Sim. Mas o mercado tem variações enormes, de acordo com o seu momento histórico e por isso, creio que devemos reciclar e buscar novas alternativas para a formação do cidadão músico dia-a-dia.

Devemos reforçar cada vez mais o comprometimento com o talento e conhecimento para auferir melhor resultado. E se cada vez mais o mercado forma  músicos bacharéis ou ainda licenciados, com certeza, valorizando esse mercado de atuação do músico com a formação acadêmica e utilizando de recursos, pode hoje fazer a diferença nos vários desafios da sua vida e da diversificação – desde aulas, ensaios até shows, concertos e eventos.

9) Como sua experiência adquirida com a prática e gestão empreendedora poderia contribuir com a formação dos novos músicos do Brasil? 

Creio que todas as atitudes e ações que tomar na sua vida dedicada a música, devem ser em busca de realizar algo nobre para a gestão de sua carreira e assim sendo, o que posso dizer, é que devemos ficar sempre atentos as novas perspectivas e possiblidades de realizações e tornar seu projeto único e valioso e com certeza, o sucesso  virá.

O meu maior legado é o exemplo disso e a dedicação que entrego a minha gestão, operação e ainda visto  recentemente no empreendimento que acabo de realizar na unidade do Souza Lima Paraíso para oferecer sempre o meu melhor. Esse é o ponto. Fazer sempre o seu melhor.
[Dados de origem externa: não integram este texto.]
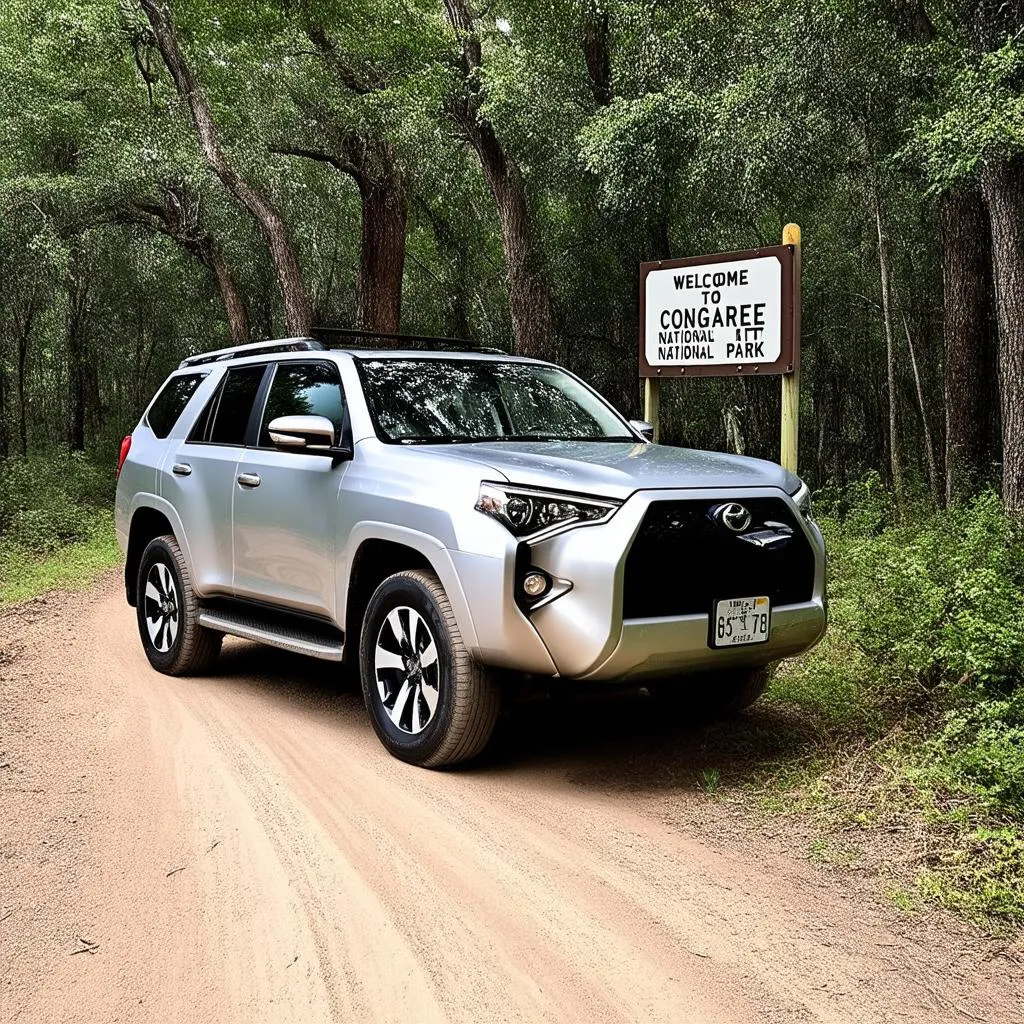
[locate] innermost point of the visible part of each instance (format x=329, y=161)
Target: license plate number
x=740, y=621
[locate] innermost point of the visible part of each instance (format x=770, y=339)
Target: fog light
x=535, y=584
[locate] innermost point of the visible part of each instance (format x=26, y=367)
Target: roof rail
x=424, y=341
x=255, y=348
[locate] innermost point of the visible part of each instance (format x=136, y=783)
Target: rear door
x=286, y=503
x=199, y=478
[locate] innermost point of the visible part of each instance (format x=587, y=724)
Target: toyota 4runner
x=435, y=517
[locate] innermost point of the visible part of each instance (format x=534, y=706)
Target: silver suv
x=443, y=516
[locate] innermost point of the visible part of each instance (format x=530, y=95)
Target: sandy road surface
x=240, y=848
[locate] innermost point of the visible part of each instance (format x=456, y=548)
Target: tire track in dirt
x=241, y=847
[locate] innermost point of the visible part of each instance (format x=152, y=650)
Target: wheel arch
x=148, y=520
x=381, y=553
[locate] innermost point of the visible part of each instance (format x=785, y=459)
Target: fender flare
x=431, y=549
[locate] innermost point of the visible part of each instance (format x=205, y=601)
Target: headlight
x=527, y=513
x=803, y=500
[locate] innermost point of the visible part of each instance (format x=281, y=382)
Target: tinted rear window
x=235, y=404
x=171, y=401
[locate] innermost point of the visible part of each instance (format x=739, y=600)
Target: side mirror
x=313, y=434
x=644, y=428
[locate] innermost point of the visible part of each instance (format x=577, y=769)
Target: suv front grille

10) Qual a importância de diversificar dentro das áreas de atuação do músico profissional? E essa diversificação, em sua visão, se compara as ações de uma empresa?

Nos dias de hoje, somar é essencial e por isso, devemos estar prontos para ser um instrumentista ou ainda professor e ou ainda, desenvolver sempre mais do que uma carreira dentro da música.
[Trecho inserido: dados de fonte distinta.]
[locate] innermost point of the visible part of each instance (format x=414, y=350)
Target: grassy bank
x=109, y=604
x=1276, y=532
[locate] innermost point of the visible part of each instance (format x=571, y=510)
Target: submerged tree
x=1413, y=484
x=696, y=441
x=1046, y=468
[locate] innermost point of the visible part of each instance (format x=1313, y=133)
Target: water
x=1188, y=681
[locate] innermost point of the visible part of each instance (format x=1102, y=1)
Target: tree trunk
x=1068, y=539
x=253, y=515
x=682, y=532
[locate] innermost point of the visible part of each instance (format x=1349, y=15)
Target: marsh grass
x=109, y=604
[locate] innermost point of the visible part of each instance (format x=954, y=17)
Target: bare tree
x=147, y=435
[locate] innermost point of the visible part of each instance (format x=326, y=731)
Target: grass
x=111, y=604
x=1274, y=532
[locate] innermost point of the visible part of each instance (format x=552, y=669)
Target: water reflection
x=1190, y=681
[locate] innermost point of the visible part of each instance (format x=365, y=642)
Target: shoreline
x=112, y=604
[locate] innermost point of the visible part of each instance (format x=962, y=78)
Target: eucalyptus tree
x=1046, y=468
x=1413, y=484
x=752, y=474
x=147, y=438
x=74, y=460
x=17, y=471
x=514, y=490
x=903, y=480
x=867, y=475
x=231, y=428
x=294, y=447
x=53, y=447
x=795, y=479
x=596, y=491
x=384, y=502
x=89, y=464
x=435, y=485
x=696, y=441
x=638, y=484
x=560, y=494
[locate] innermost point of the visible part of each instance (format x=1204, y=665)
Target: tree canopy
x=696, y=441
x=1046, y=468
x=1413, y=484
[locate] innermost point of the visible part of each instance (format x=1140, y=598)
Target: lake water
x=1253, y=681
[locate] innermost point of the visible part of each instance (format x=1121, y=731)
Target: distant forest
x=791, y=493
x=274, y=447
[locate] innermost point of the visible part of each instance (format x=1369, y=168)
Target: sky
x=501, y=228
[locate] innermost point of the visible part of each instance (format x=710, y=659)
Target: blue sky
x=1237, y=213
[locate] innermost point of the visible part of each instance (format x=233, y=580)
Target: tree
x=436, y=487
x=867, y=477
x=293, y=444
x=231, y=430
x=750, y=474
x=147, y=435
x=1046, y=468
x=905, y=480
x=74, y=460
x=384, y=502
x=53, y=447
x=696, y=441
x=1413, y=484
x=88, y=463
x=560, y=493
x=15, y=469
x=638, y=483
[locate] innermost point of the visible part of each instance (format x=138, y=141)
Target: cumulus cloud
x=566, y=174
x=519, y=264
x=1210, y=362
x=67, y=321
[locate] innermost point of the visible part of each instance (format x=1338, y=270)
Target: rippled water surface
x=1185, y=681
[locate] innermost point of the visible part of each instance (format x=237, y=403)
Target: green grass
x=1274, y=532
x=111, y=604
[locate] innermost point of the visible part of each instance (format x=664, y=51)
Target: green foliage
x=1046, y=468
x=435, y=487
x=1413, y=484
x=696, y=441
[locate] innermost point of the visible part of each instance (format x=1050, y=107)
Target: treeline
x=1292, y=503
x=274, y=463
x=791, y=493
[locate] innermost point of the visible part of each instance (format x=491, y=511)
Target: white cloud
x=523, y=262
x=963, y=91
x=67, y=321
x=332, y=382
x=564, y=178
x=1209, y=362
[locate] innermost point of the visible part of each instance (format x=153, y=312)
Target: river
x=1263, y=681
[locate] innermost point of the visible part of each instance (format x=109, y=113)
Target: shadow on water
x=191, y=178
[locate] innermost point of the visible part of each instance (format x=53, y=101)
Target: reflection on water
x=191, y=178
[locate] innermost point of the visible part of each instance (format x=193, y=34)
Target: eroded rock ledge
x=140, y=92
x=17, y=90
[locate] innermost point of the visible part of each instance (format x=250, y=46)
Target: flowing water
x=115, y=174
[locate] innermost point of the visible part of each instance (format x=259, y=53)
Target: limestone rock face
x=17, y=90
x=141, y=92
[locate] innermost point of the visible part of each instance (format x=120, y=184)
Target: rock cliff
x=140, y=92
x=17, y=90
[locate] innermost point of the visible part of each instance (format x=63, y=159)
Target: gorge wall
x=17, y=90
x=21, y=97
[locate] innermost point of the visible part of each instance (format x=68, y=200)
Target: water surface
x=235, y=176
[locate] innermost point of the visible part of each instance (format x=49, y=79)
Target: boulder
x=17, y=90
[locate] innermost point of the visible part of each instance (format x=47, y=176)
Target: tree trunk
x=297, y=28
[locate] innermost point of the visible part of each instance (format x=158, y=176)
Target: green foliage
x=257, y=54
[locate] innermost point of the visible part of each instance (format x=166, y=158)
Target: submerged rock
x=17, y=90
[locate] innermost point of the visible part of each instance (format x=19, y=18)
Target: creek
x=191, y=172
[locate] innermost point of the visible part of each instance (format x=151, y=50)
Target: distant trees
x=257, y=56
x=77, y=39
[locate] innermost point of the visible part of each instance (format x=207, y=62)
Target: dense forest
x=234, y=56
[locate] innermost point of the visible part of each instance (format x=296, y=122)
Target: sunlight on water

Sabemos que temos muitas oportunidades, vários segmentos e ou carreiras a seguir dentro da atividade de música profissional, que vão desde o instrumentista, copista, arranjador, compositor, produtor e até mesmo regente ou maestro e por isso, o preparo, o estudo, a dedicação, a experiência e a busca pela excelência são fundamentais para a evolução. E que seja de sua carreira ou ainda para sua empresa.

 

Caríssimo amigo Antonio Mario da Silva Cunha agradeço a entrevista. 

A contribuição com uma nova geração de músicos profissionais, melhor formada, mais informada, é um legado que com certeza temos em comum.

Grande abraço

João Marcondes

Entrevista realizada por e-mail em 20 de maio de 2018.